The IRR said the proposed system would ensure that the state controlled every aspect of health care.

"This means the state will decide on the healthcare services to be covered; the fees to be paid to doctors, specialists, and other providers; the medicines to be prescribed; the blood tests to be allowed; the medical equipment to be used; the health technologies to be permitted; and the prices to be paid for every item, from aspirins and ARVs to sutures and CAT scanners," it said.

"The government claims these controls will be effective in cutting costs and enhancing quality. But the huge bureaucracy needed to implement them will be costly in itself. Pervasive regulation will also stifle innovation, reduce efficiency, and promote corruption."

IRR said the National Health Insurance Bill failed to answer key questions, notably how much the NHI would cost, how exactly it would be funded and what benefits would be covered.

On its reading of the bill, private medical aid schemes would be restricted to covering complementary services not provided by the NHI, which risked limiting membership to the very rich because the schemes would become more expensive.

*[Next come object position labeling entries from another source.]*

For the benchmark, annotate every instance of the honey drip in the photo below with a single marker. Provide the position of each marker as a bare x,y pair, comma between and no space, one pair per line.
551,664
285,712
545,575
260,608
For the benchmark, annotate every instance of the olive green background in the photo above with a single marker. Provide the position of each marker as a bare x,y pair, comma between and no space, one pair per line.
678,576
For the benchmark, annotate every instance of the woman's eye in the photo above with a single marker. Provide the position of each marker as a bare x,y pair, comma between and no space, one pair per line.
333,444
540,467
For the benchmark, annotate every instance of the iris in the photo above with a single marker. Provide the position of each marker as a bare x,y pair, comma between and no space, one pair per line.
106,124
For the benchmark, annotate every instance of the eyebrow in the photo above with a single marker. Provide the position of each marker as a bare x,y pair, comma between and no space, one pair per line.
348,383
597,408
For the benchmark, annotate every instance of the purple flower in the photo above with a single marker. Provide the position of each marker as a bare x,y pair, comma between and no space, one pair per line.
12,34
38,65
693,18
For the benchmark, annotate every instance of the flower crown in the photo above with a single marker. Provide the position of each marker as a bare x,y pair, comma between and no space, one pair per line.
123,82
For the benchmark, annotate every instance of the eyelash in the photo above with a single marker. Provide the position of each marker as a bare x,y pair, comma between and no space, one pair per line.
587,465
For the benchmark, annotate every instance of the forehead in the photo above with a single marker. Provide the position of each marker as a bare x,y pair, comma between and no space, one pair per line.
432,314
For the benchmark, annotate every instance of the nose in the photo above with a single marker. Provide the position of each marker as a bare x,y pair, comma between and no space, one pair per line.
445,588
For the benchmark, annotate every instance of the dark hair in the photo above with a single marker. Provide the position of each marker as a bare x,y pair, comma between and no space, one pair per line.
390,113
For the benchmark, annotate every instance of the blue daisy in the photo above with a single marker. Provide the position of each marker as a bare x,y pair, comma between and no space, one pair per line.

"Low-cost medical schemes and health insurance policies should be encouraged, not restricted. Tax-funded health vouchers should be provided to low-income households so that they can also afford to join these schemes or buy these policies. 

"Medical schemes and health insurers will then have to compete for their custom, which will encourage innovation, promote efficiency, and help to hold down costs far better than a massive and corruption-prone NHI bureaucracy will ever do."